QUICK HIT ARTICLE #1 : Should you be “PRO” PROcalcitonin? PRObably not.

Source: Huang DT et al.  Procalcitonin-Guided Use of Antibiotics for Lower Respiratory Tract Infection. N Engl J Med. 2018 May 20.

            Sepsis (well more correctly severe sepsis/shock) is as dangerous as fake news but so is ordering cr(a)p that wont help you in the management of your patients. The current darling of the useless tests is procalcitonin. While I agree it is the better than any test we’ve had before for infection, is it any better than physician judgement (not clouded by false worries of lawsuits, that is)? My first RAPID REVIEW is on just this topic.

            In May 2018, Huang et al. (shout out to my friend Frank Lovecchio!) published an article in NEJM and looked at the effect of procalcitonin-guided use of antibiotics in the treatment for suspected lower respiratory tract infections (LRTI). As we all know these should mostly be treated as viral syndromes and with supportive care. Unfortunately, this is rarely the case as most patient get the terrible trifecta of prednisone, azithromycin, and albuterol. So, can we spare the most commonly prescribed anti-viral (azithromycin that is)? Can procalcitonin improve antibiotic stewardship? Let’s find out… 

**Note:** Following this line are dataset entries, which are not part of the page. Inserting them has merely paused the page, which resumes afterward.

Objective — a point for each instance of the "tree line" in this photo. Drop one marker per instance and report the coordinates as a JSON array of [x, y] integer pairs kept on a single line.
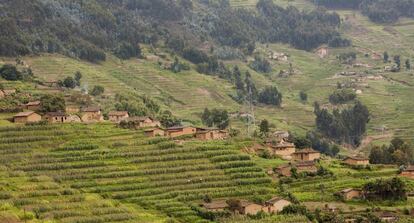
[[380, 11], [90, 29], [398, 152], [343, 126]]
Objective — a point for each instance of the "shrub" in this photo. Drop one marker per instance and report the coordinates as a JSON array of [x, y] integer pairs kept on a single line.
[[10, 73], [52, 103], [260, 64], [342, 96], [270, 96], [97, 90]]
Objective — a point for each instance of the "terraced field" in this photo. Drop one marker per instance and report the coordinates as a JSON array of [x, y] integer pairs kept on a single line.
[[99, 173]]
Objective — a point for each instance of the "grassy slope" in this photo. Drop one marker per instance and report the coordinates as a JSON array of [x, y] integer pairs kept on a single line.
[[73, 173], [100, 173], [188, 93]]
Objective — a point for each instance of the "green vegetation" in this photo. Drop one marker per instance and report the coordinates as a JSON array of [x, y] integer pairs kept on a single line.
[[270, 96], [342, 96], [52, 103], [215, 117], [398, 152], [260, 64], [77, 171], [347, 125], [11, 73], [97, 90], [392, 189]]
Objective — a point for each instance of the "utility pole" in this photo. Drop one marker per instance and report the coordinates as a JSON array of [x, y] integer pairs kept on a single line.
[[251, 119]]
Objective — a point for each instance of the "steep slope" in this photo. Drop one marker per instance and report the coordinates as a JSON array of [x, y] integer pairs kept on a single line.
[[100, 173]]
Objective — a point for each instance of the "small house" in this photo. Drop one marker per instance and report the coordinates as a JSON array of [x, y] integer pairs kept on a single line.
[[408, 172], [91, 114], [33, 105], [51, 83], [143, 122], [118, 116], [284, 170], [283, 149], [211, 134], [180, 131], [250, 208], [301, 167], [387, 216], [216, 206], [306, 155], [306, 167], [56, 117], [356, 161], [349, 194], [276, 204], [280, 135], [154, 132], [27, 117]]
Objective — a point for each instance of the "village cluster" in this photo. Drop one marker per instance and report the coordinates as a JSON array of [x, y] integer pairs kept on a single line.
[[94, 114], [272, 206]]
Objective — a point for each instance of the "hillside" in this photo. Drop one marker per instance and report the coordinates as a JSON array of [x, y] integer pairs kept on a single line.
[[100, 173], [180, 57]]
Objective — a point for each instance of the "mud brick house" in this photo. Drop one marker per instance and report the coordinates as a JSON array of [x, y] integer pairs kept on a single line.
[[91, 114], [356, 161], [27, 117], [154, 132], [180, 131], [118, 116], [306, 155], [56, 117], [211, 134]]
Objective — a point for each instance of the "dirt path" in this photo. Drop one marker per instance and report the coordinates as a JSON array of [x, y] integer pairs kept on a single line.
[[390, 79], [369, 139]]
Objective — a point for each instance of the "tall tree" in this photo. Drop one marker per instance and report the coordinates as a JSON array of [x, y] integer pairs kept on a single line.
[[264, 127]]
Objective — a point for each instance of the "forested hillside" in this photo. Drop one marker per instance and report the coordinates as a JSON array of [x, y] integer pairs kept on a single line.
[[381, 11], [88, 29]]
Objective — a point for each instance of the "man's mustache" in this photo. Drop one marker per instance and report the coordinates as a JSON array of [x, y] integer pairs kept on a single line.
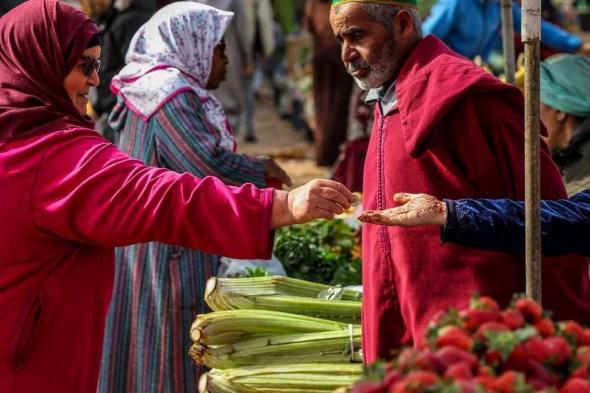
[[357, 65]]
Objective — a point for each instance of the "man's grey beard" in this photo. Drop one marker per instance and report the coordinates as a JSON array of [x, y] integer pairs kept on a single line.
[[381, 71]]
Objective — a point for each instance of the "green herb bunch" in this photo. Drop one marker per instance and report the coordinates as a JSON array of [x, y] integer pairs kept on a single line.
[[320, 251]]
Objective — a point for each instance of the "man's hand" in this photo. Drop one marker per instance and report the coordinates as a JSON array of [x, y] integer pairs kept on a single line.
[[415, 209], [316, 199], [274, 171], [584, 49]]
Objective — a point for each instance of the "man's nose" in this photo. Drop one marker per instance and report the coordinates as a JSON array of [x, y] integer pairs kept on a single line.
[[349, 54]]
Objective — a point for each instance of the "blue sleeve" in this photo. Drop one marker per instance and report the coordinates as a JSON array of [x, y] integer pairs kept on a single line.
[[498, 225], [551, 35], [186, 142], [441, 19]]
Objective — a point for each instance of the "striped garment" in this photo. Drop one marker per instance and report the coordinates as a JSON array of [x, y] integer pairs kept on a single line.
[[159, 288]]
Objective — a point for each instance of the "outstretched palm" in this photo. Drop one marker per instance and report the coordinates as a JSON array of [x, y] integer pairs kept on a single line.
[[415, 209]]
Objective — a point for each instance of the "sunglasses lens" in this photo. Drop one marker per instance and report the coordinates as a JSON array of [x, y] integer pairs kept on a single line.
[[91, 65]]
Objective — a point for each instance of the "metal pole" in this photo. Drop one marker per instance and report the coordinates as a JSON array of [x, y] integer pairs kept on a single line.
[[508, 40], [531, 37]]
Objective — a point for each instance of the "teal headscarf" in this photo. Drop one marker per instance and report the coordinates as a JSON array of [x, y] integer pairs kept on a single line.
[[565, 84]]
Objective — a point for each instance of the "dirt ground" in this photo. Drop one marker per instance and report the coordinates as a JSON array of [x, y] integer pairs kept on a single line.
[[279, 139]]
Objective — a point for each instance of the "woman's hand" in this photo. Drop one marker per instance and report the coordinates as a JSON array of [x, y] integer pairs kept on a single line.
[[416, 209], [316, 199], [274, 171]]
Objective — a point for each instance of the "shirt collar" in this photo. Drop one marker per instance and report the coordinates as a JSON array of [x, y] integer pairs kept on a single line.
[[386, 97]]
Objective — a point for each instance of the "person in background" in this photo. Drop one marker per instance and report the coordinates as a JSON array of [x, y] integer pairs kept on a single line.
[[473, 27], [118, 21], [445, 127], [494, 224], [332, 86], [565, 111], [260, 44], [168, 117], [69, 197], [231, 94]]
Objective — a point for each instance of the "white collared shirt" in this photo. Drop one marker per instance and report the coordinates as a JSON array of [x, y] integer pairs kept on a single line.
[[386, 98]]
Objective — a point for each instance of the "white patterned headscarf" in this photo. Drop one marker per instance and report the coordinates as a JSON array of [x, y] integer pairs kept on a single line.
[[173, 53]]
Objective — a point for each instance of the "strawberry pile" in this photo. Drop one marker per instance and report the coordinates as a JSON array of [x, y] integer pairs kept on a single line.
[[484, 349]]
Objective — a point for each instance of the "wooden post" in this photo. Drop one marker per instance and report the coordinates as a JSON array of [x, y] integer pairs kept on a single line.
[[531, 37], [508, 40]]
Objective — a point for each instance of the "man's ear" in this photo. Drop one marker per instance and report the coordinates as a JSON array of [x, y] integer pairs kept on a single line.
[[404, 24]]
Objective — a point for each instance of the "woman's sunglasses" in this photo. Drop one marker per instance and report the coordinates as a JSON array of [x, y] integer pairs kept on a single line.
[[90, 64]]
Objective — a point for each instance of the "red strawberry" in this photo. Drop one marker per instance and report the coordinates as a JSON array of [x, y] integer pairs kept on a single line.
[[493, 358], [535, 370], [517, 359], [508, 381], [467, 386], [424, 378], [584, 338], [486, 381], [582, 372], [583, 354], [536, 349], [558, 349], [490, 327], [575, 385], [451, 355], [484, 370], [545, 327], [454, 336], [530, 309], [513, 318], [537, 384], [461, 370], [572, 329], [474, 318]]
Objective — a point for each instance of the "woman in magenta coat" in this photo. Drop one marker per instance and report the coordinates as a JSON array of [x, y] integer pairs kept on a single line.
[[68, 198]]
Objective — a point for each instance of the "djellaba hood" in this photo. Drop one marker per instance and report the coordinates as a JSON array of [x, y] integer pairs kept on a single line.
[[432, 81]]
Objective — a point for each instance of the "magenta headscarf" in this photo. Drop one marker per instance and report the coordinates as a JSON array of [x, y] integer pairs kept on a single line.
[[40, 42]]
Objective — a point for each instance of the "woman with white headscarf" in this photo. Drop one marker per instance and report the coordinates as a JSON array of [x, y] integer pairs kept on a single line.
[[167, 117]]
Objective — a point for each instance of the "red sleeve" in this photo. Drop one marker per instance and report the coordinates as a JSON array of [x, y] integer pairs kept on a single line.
[[88, 191]]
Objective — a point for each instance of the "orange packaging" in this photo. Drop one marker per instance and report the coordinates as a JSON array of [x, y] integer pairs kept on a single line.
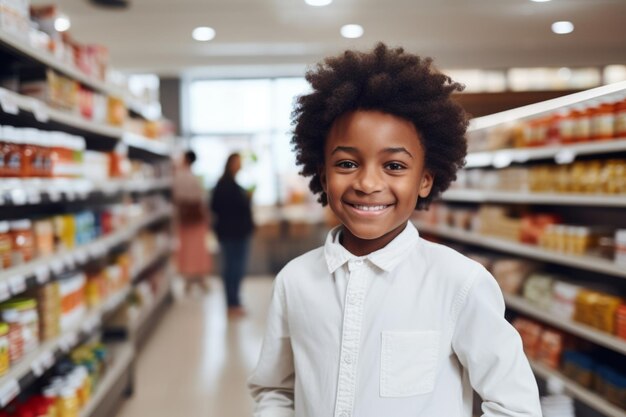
[[620, 119], [620, 318], [603, 122]]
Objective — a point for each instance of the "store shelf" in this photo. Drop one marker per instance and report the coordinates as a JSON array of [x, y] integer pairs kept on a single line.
[[607, 340], [562, 153], [149, 311], [16, 280], [123, 357], [588, 263], [521, 197], [12, 103], [142, 143], [20, 192], [45, 356], [611, 91], [21, 47], [580, 393]]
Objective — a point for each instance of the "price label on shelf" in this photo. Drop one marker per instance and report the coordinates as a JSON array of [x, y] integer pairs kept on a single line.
[[80, 256], [40, 111], [5, 293], [19, 197], [42, 363], [69, 261], [91, 324], [43, 274], [68, 342], [8, 103], [57, 266], [8, 391], [17, 284]]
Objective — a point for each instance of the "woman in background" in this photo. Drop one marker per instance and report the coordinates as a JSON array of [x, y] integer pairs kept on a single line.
[[192, 221], [231, 205]]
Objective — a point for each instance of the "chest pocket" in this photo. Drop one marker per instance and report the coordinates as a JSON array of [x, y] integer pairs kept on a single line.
[[408, 363]]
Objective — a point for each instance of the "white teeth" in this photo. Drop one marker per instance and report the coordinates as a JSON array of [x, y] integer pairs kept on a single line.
[[369, 208]]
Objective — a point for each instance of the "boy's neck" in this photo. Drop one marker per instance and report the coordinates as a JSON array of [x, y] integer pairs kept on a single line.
[[363, 247]]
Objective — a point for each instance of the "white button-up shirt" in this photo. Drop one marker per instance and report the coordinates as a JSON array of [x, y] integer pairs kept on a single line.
[[408, 330]]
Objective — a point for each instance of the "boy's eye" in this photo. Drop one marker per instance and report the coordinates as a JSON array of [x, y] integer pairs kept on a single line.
[[346, 164], [395, 166]]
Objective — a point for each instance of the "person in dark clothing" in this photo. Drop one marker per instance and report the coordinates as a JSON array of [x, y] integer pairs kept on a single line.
[[231, 205]]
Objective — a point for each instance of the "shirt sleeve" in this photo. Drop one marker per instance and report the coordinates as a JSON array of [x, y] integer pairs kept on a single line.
[[491, 351], [272, 383]]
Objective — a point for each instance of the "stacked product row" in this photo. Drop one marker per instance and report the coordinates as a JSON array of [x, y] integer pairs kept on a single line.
[[545, 230], [591, 121], [70, 386], [34, 153]]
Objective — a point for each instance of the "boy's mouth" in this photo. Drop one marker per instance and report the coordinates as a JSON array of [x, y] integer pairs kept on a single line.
[[370, 207]]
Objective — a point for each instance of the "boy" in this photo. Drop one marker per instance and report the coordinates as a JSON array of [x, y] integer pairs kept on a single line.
[[379, 322]]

METHODS: This was a multi-center (14 to be exact) randomized controlled trial of adults >18 yo in whom the treating clinician had given an initial diagnosis of acute lower respiratory tract infection but had not yet decided to give antibiotics and about whom there was uncertainty regarding the need for antibiotics. They categorized the initial diagnosis of lower respiratory tract infection into one of the following final diagnoses:  acute exacerbation of chronic obstructive pulmonary disease (COPD), asthma exacerbation, acute bronchitis, community-acquired pneumonia (CAP), and other. Here is the key. The intervention group was given training (although I thought this was called medical school…) in appropriate use of antibiotics for LRTI’s; the other group used procalcitonin. The primary outcome was total antibiotic exposure, defined as the total number of antibiotic days within 30. The primary safety outcome was a composite of adverse outcomes that could be attributable to withholding antibiotics in lower respiratory tract infection, within 30 days after enrollment.

RESULTS: There was no significant difference in antibiotic exposure during the first 30 days between the procalcitonin group and the usual-care group. This was true for both the intention-to-treat and per-protocol analyses. In the study, 1345 (81.2%) patients completed the 30-day follow-up. The two groups were similar in baseline characteristics. Final diagnoses included asthma (646 pts, 39.3%), COPD (524 pts, 31.9%), bronchitis (398 pts, 24.2%), and CAP (328 pts, 19.9%). In the secondary outcomes there was no differences in overall adverse events looked at: death, endotracheal intubation, vasopressors, renal failure, lung abscess/empyema, or hospital readmission. ICU admissions were equal in both the procalcitonin group and in the usual care group (4.8%). Subsequent ED visits were 19.5% in both groups.

TAKE AWAY: So obviously we now know that…If we turn our brains off we can just let the procalcitonin do the work for us? Ummm…. Let’s hope that’s not the take away. Its apparent that using good judgement is just something we physicians are going to have to keep doing. Hopefully, studies like this are “infectious” so that we can continue to realize that we physicians are an important step in the process. We can’t just “click a bunch of buttons” and let the EHR do our job for us because it won’t result in the same care. Health care as it is, is expensive enough. Plus, a human will always be better than machine in taking care of other humans. I want to personally thank the authors for doing this study!